The government has revealed details of its plans to levy an annual charge on high-value residential properties owned by companies, in a paper entitled “Ensuring the fair taxation of residential property transactions. ” http://www.hm-treasury.gov.uk/consult_ensuring_fair_taxation_residential_property_transactions.htm This is part of a package of measures announced in the last budget designed to crack down on perceived avoidance of stamp duty land tax (SDLT) by some owners of high-value homes.
Not many people are likely to be too worried about this, as not many own such high-value homes. However Conveyancing Solicitors have seen a rise in the number of lower-value homes which are being bought in the name of a company owned by the buyer. So there is always the possibility of the charge being extended to lower-value properties in the future.
The proposal is to levy a yearly charge or tax on homes worth over £2 million which are ‘wrapped’ in corporate and other ‘envelopes’ i.e. owned by companies and other ‘non-natural’ persons.

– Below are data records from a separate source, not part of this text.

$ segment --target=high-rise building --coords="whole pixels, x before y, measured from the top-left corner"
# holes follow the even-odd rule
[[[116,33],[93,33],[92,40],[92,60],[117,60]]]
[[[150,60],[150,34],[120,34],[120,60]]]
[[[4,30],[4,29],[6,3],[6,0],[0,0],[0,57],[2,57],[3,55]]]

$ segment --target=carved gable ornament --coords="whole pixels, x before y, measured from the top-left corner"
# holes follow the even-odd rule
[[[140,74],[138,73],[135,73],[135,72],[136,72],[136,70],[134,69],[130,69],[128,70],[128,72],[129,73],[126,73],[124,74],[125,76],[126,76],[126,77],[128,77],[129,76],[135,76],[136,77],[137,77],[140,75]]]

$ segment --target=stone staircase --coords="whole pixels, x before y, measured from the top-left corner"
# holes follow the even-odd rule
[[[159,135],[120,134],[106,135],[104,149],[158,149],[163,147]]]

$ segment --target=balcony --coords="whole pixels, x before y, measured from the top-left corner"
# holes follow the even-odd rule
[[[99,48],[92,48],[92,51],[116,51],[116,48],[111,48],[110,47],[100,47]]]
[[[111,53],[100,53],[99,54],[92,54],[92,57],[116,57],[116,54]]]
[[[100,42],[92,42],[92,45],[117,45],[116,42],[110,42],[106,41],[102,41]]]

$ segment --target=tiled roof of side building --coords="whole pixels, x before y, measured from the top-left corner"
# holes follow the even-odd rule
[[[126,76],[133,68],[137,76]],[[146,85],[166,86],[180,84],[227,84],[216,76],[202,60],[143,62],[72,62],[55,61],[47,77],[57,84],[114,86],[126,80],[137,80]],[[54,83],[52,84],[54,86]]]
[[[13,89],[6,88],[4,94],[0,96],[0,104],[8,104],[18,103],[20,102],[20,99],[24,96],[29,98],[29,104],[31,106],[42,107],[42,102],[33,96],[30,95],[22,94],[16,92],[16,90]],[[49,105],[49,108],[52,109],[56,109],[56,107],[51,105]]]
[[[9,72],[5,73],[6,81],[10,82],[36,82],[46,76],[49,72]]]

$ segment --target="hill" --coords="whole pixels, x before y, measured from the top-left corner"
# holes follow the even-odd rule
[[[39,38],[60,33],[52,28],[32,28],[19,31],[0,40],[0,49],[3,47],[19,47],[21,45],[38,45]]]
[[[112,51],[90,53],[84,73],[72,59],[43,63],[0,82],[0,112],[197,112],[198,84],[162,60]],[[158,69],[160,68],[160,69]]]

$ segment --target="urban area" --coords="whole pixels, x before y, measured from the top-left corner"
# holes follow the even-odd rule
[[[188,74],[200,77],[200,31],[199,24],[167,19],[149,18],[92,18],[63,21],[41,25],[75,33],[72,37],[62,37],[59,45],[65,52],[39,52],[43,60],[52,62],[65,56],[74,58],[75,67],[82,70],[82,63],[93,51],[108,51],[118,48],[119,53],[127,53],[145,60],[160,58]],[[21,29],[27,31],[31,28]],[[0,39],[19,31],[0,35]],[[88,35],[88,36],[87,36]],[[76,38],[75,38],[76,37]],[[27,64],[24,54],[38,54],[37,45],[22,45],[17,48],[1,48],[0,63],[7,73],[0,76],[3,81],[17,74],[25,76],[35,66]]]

SDLT is charged on the transfer of a property title. But once a property is owned by a company, it can subsequently be sold by selling ownership of the company rather than transferring title to the property. This would be exempt from payment of SDLT, as there is no transfer of title since it remains owned by the same company.
Lower-value homes can of course be owned by companies and sold in the same way. But buyers of such properties are less likely to be able to buy the company owning the property, and avoid SDLT, as they frequently require residential mortgages. Lenders then require the property title to be in the name of the borrowers, not a company. So most buyers will end up having to pay SDLT.

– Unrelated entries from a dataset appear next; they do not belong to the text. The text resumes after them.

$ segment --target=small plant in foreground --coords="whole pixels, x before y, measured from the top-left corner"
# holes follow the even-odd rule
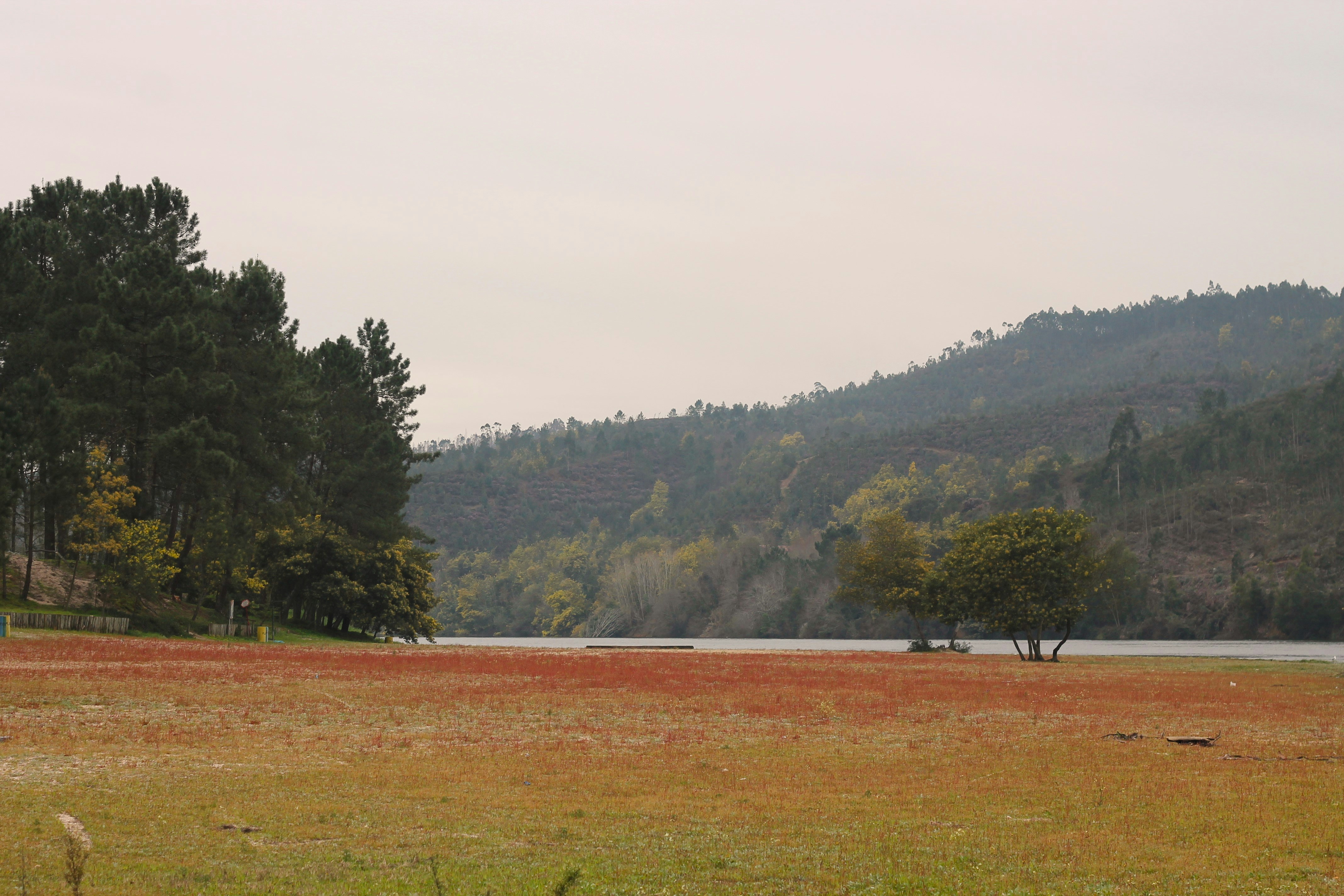
[[[74,896],[79,896],[83,887],[85,865],[89,862],[89,854],[93,852],[93,838],[89,837],[89,832],[85,830],[83,823],[74,815],[60,813],[56,815],[56,819],[66,829],[65,880],[70,885],[70,892]]]
[[[575,883],[578,883],[578,879],[579,879],[578,868],[567,869],[560,876],[560,880],[555,884],[555,887],[551,888],[551,896],[564,896],[564,893],[570,892],[570,888],[574,887]]]
[[[425,864],[429,865],[429,879],[434,884],[434,896],[444,896],[448,891],[444,889],[444,881],[438,877],[438,856],[430,856]]]

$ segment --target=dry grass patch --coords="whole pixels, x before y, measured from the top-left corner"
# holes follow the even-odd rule
[[[1344,755],[1337,670],[24,633],[0,884],[69,813],[89,893],[1336,893],[1341,763],[1220,756]]]

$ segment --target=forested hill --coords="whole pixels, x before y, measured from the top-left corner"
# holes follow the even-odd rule
[[[1341,316],[1339,294],[1305,283],[1235,296],[1211,285],[1111,310],[1040,312],[902,373],[818,384],[782,406],[695,402],[659,419],[482,427],[425,446],[442,455],[418,467],[409,516],[449,553],[508,552],[594,520],[625,537],[640,531],[630,513],[664,481],[660,531],[687,537],[737,524],[775,537],[824,525],[832,504],[910,451],[1011,465],[1047,445],[1091,457],[1124,406],[1156,433],[1195,419],[1210,387],[1236,404],[1320,379],[1340,359]],[[805,458],[816,459],[798,466]]]
[[[372,318],[301,348],[284,275],[207,267],[200,238],[157,179],[0,208],[0,604],[36,596],[47,564],[65,602],[93,572],[81,594],[136,627],[202,627],[241,599],[427,634],[433,553],[402,516],[410,361]]]
[[[491,427],[434,446],[409,516],[439,540],[435,614],[462,634],[913,634],[831,599],[845,527],[898,508],[937,555],[962,521],[1058,505],[1097,517],[1118,583],[1083,634],[1327,637],[1335,617],[1294,623],[1273,607],[1332,599],[1324,572],[1293,590],[1306,582],[1293,578],[1304,549],[1321,545],[1282,501],[1344,524],[1332,480],[1305,485],[1285,461],[1306,445],[1285,439],[1301,437],[1308,404],[1313,462],[1344,459],[1331,435],[1339,402],[1322,398],[1339,387],[1321,387],[1344,360],[1341,317],[1340,296],[1306,285],[1212,287],[1044,312],[778,407],[696,402],[660,419]],[[1210,427],[1231,422],[1208,449]],[[1220,486],[1208,490],[1227,477],[1251,484],[1232,521],[1215,506]],[[1255,489],[1278,504],[1255,508]],[[1242,570],[1251,555],[1269,560],[1236,580],[1254,584],[1259,610],[1234,613],[1234,557]]]

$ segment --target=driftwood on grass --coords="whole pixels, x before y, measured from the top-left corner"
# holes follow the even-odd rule
[[[1168,736],[1167,743],[1185,744],[1189,747],[1212,747],[1215,743],[1218,743],[1218,739],[1222,736],[1223,736],[1222,733],[1214,735],[1212,737],[1208,737],[1206,735],[1179,735],[1179,736]]]
[[[589,650],[695,650],[694,643],[586,643]]]
[[[1253,762],[1339,762],[1344,756],[1243,756],[1239,752],[1230,752],[1219,759],[1250,759]]]

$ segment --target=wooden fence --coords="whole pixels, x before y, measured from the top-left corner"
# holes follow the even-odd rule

The government will levy a charge starting at £15, 000 a year for homes valued over £2m, rising in bands to £140, 000 for homes valued over £200m.
It is clearly intended that this annual charge will persuade individual owners who have ‘enveloped’ their property to ‘de-envelope’ it into their own name. However criticism has already been raised by property investment and development companies which own residential properties as part of their business, and would not be in a position to de-envelope.
Owners of leasehold apartments may also have some concerns. The charge will apply to leasehold property owned in the name of a company, but will also apparently affect freehold reversions.
If the freehold of a block of flats owned by a company (as is often the case) is valued at more than £2m then it seems that the company owning the freehold will be liable to pay the charge. But the question then is whether they will try to pass this on to the leaseholders in some way.
Comments on the proposals should be sent to HMRC by 23 August 2012.